Mas deixando os 80 dos EUA e indo para 2026 em Goiás, o caso é que, diante do que disse Wilder Morais na convenção do PL, realizada na última segunda-feira, em Goiânia, talvez fosse o caso de trocar o Willis do seriado pelo Wilder da corrida ao Palácio das Esmeraldas. “Que papo é esse, Wilder?”, perguntaria o pequeno Arnold diante de uma declaração que causou estarrecimento até mesmo entre apoiadores do candidato bolsonarista.

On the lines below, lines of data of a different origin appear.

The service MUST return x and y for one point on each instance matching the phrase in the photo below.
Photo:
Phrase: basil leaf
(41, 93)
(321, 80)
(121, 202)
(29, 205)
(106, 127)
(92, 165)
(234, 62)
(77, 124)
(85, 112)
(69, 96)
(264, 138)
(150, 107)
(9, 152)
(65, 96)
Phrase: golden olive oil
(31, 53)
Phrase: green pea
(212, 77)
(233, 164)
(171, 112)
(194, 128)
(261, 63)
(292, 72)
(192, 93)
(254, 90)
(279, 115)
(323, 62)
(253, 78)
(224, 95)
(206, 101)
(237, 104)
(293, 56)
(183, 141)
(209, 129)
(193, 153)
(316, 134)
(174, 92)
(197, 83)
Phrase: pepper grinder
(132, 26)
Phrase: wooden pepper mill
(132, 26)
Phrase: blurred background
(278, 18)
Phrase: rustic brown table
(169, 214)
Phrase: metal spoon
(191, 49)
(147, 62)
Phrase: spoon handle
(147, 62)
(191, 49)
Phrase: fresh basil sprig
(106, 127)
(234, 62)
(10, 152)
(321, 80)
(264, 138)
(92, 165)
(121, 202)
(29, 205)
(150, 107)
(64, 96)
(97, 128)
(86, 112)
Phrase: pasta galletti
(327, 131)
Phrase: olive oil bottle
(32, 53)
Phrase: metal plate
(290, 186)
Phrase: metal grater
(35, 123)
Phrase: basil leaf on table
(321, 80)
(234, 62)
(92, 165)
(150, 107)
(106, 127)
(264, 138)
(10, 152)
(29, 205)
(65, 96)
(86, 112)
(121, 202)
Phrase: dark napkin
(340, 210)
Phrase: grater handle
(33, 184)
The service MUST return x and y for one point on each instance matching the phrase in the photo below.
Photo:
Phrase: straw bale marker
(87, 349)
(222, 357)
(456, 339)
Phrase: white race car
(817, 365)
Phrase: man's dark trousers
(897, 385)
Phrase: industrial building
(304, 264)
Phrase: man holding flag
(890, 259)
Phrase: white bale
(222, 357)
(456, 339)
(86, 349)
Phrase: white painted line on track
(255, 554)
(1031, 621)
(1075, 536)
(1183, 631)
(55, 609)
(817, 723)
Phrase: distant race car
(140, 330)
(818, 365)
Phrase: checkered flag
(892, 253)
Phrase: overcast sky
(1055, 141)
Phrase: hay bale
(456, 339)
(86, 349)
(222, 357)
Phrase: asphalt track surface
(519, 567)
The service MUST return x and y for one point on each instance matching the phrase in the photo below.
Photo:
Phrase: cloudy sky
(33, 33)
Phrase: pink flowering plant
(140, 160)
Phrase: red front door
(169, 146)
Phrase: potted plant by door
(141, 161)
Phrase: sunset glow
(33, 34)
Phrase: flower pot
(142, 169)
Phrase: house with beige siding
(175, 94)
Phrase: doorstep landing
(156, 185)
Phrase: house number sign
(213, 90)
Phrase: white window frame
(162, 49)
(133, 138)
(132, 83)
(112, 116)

Durante seu discurso, enquanto bradava com unhas e dentes em defesa do nome de Flávio para o Palácio do Planalto, Wilder não hesitou ao estabelecer sua ordem de prioridades na política. “Nós sabemos que a sua campanha, a sua vitória é a vitória do Brasil, não é só a vitória de Goiás. Então, em primeiro lugar eu vou defender você, depois vou defender o nosso estado de Goiás”, afirmou, se dirigindo ao filho “01” do ex-presidente Jair Bolsonaro.

Sobretudo no mundo da política, existem declarações que precisam de interpretação, que transmitem sua real mensagem nas entrelinhas. É trabalho de se ler e ouvir o que está sendo dito sem palavras, mas essa não. Wilder fez questão de deixar extremamente claro quem vem primeiro e quem vem depois. Nas palavras do candidato do PL ao governo do Estado: primeiro, Flávio. E aí, sim, depois Goiás.

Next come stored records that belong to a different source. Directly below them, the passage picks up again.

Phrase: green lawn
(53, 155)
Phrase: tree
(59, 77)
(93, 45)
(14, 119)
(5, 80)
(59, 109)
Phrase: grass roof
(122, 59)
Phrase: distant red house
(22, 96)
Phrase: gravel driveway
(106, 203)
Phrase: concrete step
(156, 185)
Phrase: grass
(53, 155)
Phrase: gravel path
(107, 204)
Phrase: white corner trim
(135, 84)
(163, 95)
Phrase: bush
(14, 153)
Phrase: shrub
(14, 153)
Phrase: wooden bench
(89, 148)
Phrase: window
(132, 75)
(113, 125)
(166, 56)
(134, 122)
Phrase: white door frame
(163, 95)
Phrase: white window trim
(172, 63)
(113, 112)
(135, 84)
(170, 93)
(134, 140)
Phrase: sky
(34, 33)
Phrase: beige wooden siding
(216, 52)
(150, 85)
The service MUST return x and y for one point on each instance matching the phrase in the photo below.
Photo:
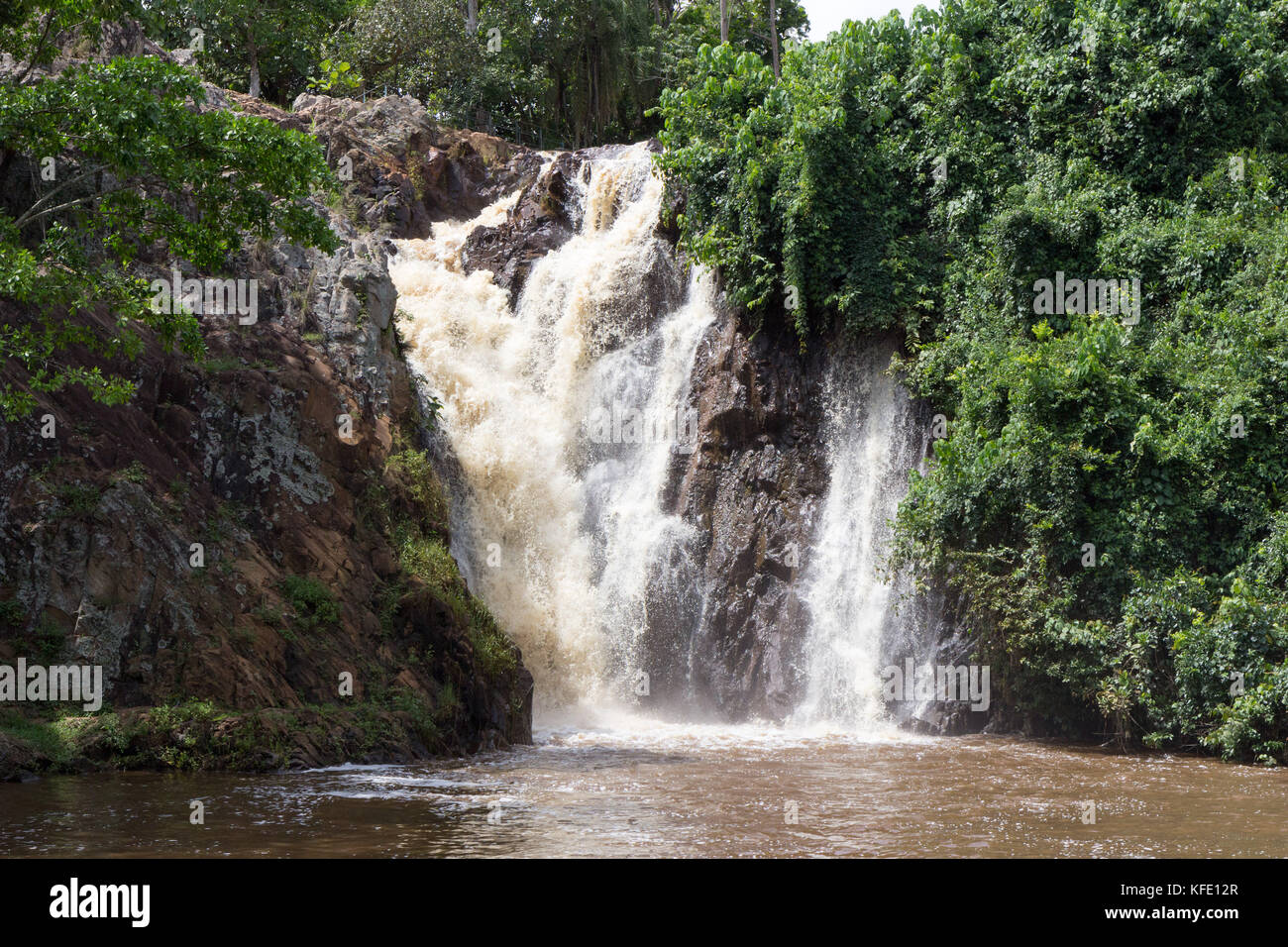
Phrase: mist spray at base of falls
(559, 528)
(555, 528)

A grande questão aqui é que essa frase, muito embora possa ter sido dita num ambiente de convenção partidária, com as paixões políticas à flor da pele, não diz respeito somente à estratégia eleitoral, mas dá um “spoiler” da postura que o possível mandatário do Executivo adotará para conduzir um estado com mais de 7 milhões de habitantes. Em suma, a quem o governador deve lealdade política quando os interesses do seu Estado entram em conflito com os interesses do governo federal?

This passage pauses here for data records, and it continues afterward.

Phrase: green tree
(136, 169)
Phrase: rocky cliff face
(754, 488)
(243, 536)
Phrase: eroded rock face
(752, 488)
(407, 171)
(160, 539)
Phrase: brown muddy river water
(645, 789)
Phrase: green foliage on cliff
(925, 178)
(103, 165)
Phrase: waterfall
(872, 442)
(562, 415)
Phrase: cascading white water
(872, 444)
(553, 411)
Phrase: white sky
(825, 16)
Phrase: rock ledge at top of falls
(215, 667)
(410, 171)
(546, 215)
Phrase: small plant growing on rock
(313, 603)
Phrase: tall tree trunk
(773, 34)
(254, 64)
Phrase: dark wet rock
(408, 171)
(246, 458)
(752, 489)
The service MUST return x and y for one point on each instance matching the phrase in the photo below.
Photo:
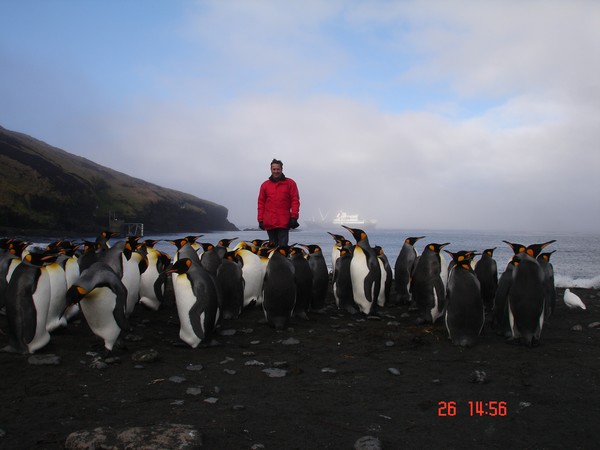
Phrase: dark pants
(279, 236)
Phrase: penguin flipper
(29, 320)
(196, 320)
(119, 311)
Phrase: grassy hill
(45, 189)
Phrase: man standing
(278, 205)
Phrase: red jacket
(278, 201)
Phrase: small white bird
(572, 300)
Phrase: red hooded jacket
(278, 201)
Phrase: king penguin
(336, 248)
(231, 282)
(386, 276)
(102, 297)
(320, 284)
(527, 296)
(252, 273)
(279, 289)
(151, 292)
(342, 282)
(365, 272)
(27, 304)
(303, 276)
(486, 271)
(544, 260)
(197, 300)
(429, 283)
(58, 291)
(404, 267)
(464, 313)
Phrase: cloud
(421, 114)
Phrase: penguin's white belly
(381, 298)
(185, 299)
(358, 272)
(147, 280)
(97, 307)
(58, 291)
(131, 280)
(41, 301)
(71, 271)
(435, 313)
(253, 282)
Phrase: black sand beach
(345, 377)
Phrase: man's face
(276, 170)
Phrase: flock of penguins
(41, 289)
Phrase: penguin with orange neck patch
(404, 267)
(279, 289)
(527, 296)
(428, 284)
(365, 272)
(464, 313)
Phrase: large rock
(164, 436)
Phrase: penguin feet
(351, 309)
(10, 349)
(209, 344)
(301, 315)
(321, 311)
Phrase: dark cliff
(44, 188)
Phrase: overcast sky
(420, 114)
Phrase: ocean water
(576, 259)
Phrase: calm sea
(576, 260)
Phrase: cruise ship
(342, 218)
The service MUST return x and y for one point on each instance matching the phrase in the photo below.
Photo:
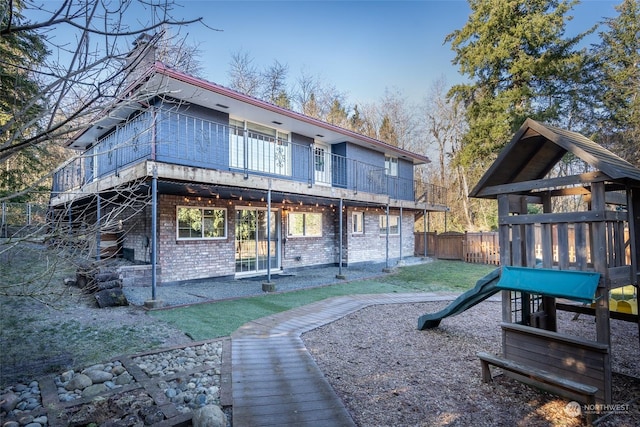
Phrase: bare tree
(274, 80)
(87, 63)
(315, 98)
(244, 76)
(90, 42)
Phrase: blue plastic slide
(484, 288)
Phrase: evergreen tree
(618, 58)
(20, 54)
(520, 65)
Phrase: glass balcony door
(322, 164)
(253, 243)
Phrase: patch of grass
(218, 319)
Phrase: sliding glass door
(253, 242)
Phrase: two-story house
(233, 186)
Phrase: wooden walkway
(276, 382)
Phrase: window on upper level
(390, 166)
(304, 225)
(393, 224)
(357, 222)
(268, 149)
(201, 223)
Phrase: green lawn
(218, 319)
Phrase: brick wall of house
(309, 251)
(180, 260)
(371, 245)
(137, 233)
(186, 260)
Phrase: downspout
(424, 221)
(387, 241)
(98, 218)
(400, 226)
(340, 253)
(269, 233)
(154, 231)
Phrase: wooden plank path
(275, 381)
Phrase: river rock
(124, 379)
(8, 402)
(98, 377)
(209, 416)
(93, 390)
(78, 382)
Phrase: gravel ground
(384, 369)
(389, 373)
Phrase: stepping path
(276, 382)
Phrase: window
(268, 149)
(390, 166)
(305, 224)
(357, 222)
(393, 224)
(202, 223)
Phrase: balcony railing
(195, 142)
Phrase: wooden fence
(484, 247)
(478, 248)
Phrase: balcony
(179, 139)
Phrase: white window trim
(391, 170)
(202, 208)
(304, 226)
(383, 231)
(360, 221)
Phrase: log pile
(105, 286)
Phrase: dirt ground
(389, 373)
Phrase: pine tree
(520, 66)
(618, 58)
(20, 53)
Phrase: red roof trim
(203, 84)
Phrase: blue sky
(360, 47)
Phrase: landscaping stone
(98, 376)
(209, 416)
(94, 390)
(78, 382)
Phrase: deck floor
(276, 382)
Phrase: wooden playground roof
(536, 148)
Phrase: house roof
(161, 79)
(536, 148)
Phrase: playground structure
(589, 254)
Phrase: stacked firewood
(105, 286)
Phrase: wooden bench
(569, 357)
(540, 376)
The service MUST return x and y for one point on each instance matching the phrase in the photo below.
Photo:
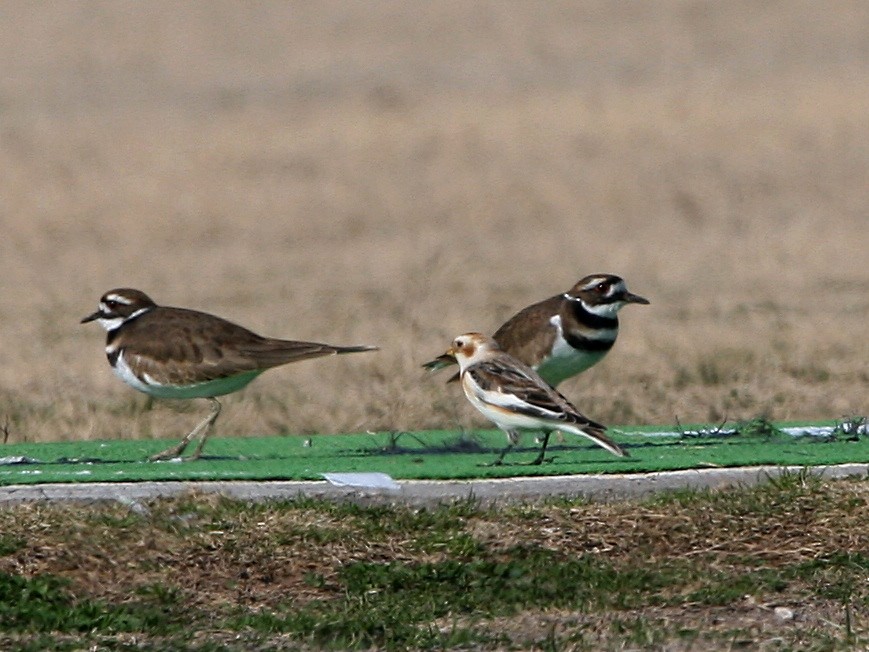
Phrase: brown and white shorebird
(516, 398)
(564, 335)
(178, 353)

Leia também: Na convenção do PL, Wilder diz que “em primeiro lugar vai defender Flávio, depois o estado de Goiás”; vídeo

Imagine, caro leitor, o seguinte cenário hipotético: Flávio Bolsonaro é eleito presidente da República e Wilder Morais, governador de Goiás. O que acontecerá quando uma decisão do Palácio do Planalto contrariar um interesse legítimo de Goiás? No caso de haver uma disputa por recursos, investimentos, obras, incentivos, renegociação de dívidas ou qualquer outra questão? Wilder ficará ao lado de Goiás ou do presidente que, segundo suas próprias palavras, vem antes do Estado?

Não para por aí: mesmo que não seja eleito governador, Wilder, é preciso lembrar, vai continuar senador da República. E senador representa um Estado. Nesse caso, no Senado, Wilder vai dar prioridade aos interesses de Goiás ou aos interesses de Flávio Bolsonaro (que também é senador, mas representa um projeto político envolvendo toda uma família)?

O mais intrigante nisso tudo, caro leitor, é que na noite de ontem, segunda-feira, Wilder talvez tenha falado demais, soltado, sem perceber, algo muito maior do que pretendia. E verdade seja dita: pegou mal.

Em tempo: candidaturas políticas podem (ou devem?) ter padrinhos, alianças, ideologias e projetos nacionais. Mas o eleitor pode razoavelmente esperar que quem pede seu voto para governar Goiás tenha como primeira obrigação, por óbvio, o próprio Estado.

Ontem, mesmo no calor das emoções, talvez tenha faltado alguém no palanque para perguntar, como o pequeno Arnold perguntava ao irmão: “Que papo é esse, Wilder?”